Hay dos tipos de poder. Uno es el que busca ser explícito, mostrarse y que en su propia escenificación busca construir una herramienta para consolidarse. El otro es anónimo. Busca el contrario, pasar desapercibido, aunque la realidad nos hace patente su existencia.

Del primer poder tenemos muchas evidencias. Del mismo modo que se hace explícito y se muestra abiertamente, nosotros lo sufrimos y somos conscientes constantemente que lo tenemos encima. No hay que ir muy lejos para encontrar ejemplos. La política institucional es una buena muestra de lo que digo. Hay unas personas, generalmente de forma permanente, que protagonizan los espacios de la vida colectiva donde se escenifica la toma de decisiones. Los parlamentos estatales y autonómicos, consistorios municipales, gobiernos de diferente clase son un paradigma de ello. Las personas que los integran adquieren relevancia pública, conocemos la cara y el nombre de una parte de ellas, acumulan seguidores al TUITT, se las llama para opinar sobre casi todo los medios, etc. Sabemos de qué hablo, no me extenderé.

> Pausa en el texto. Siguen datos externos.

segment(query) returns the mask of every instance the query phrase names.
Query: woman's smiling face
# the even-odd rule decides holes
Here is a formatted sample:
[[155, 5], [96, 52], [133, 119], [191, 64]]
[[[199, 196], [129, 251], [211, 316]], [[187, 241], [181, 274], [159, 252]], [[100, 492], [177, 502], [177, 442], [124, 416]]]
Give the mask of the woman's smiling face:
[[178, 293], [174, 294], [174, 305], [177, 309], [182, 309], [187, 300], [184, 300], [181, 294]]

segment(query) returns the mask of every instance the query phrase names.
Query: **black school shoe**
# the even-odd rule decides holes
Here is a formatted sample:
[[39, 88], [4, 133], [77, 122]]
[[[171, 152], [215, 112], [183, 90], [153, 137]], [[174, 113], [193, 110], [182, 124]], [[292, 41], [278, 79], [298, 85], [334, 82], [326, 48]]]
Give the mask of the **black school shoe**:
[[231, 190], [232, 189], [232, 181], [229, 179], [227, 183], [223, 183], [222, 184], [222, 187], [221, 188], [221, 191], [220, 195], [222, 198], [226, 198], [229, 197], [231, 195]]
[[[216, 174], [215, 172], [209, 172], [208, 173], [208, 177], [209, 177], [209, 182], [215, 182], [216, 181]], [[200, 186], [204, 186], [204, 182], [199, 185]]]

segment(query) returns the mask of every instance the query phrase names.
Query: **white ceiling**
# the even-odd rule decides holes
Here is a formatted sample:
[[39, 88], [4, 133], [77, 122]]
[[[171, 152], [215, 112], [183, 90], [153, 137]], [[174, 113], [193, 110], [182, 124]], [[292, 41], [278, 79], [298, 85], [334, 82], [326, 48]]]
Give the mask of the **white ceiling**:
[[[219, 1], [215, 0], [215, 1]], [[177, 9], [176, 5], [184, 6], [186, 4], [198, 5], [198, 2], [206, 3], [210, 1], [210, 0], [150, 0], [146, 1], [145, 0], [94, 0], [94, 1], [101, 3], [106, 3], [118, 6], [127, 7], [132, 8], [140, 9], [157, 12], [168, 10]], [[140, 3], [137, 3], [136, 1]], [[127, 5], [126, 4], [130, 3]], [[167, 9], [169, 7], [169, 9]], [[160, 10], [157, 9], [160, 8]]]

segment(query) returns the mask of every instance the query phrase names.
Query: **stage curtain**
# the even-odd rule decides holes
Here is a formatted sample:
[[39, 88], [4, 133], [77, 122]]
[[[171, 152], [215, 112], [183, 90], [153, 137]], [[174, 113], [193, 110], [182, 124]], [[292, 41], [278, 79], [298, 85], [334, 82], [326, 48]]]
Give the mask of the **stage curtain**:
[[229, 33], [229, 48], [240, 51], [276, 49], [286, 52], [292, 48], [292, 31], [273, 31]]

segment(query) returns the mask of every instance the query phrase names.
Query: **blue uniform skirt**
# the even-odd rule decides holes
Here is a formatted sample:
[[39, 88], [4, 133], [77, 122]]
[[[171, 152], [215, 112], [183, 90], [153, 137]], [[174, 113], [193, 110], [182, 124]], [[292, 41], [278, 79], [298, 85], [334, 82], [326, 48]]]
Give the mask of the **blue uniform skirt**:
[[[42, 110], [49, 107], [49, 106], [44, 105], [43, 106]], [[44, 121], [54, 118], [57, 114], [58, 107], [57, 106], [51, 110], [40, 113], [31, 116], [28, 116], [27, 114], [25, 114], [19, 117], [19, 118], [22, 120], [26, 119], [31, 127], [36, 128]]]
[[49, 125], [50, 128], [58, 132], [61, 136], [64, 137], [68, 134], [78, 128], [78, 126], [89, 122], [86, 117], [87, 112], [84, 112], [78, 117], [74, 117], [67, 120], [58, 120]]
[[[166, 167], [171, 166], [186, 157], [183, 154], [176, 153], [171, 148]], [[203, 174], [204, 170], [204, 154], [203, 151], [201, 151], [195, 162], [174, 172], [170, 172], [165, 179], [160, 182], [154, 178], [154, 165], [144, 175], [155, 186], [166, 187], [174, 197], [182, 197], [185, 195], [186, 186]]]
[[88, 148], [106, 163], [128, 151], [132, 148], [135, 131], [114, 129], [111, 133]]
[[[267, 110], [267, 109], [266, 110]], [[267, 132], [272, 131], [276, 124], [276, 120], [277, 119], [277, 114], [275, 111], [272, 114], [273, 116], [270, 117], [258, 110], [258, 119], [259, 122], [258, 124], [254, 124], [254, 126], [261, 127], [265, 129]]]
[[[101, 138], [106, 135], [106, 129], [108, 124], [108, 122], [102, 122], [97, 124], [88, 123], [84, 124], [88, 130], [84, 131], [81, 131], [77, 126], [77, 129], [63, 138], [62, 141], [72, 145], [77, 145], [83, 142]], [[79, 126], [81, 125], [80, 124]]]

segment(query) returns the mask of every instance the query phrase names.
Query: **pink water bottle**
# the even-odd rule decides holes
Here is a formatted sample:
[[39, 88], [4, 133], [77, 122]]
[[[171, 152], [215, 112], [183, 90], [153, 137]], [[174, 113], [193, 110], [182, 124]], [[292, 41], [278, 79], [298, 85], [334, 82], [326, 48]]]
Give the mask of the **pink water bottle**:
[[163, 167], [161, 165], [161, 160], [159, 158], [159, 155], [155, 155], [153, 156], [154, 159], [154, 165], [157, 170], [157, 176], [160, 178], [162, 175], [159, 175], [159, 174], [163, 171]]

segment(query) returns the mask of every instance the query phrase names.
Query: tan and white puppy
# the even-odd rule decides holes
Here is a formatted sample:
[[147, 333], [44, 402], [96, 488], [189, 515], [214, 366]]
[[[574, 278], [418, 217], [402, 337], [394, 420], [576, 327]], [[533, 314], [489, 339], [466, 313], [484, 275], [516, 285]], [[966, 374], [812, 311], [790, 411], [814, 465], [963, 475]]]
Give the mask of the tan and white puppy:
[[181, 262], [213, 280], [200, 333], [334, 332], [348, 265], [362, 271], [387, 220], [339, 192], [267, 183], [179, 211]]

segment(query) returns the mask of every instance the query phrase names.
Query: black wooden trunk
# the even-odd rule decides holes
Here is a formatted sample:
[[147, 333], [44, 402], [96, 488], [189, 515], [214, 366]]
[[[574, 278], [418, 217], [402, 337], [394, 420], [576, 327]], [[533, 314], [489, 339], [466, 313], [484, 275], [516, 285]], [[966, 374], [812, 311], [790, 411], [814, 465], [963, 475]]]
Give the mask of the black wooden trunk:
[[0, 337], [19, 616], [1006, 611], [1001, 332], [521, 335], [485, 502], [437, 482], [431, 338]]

A otro nivel, pero como una forma de poder similar, hay toda la escenificación de personas uniformadas, armadas hasta los dientes, a calles, estaciones de tren, aeropuertos o haciendo aparatosos controles en las carreteras sin motivo aparente. Lo vemos también en las manifestaciones, donde tenemos muy claro que el despliegue de policías antidisturbios y furgones busca recordar quién tiene el monopolio del espacio público dentro de los actuales estados. Y de paso marcar, hacia el resto de la población, los manifestantes como elementos raros, ajenos a lo que sería el concepto de «persona normal».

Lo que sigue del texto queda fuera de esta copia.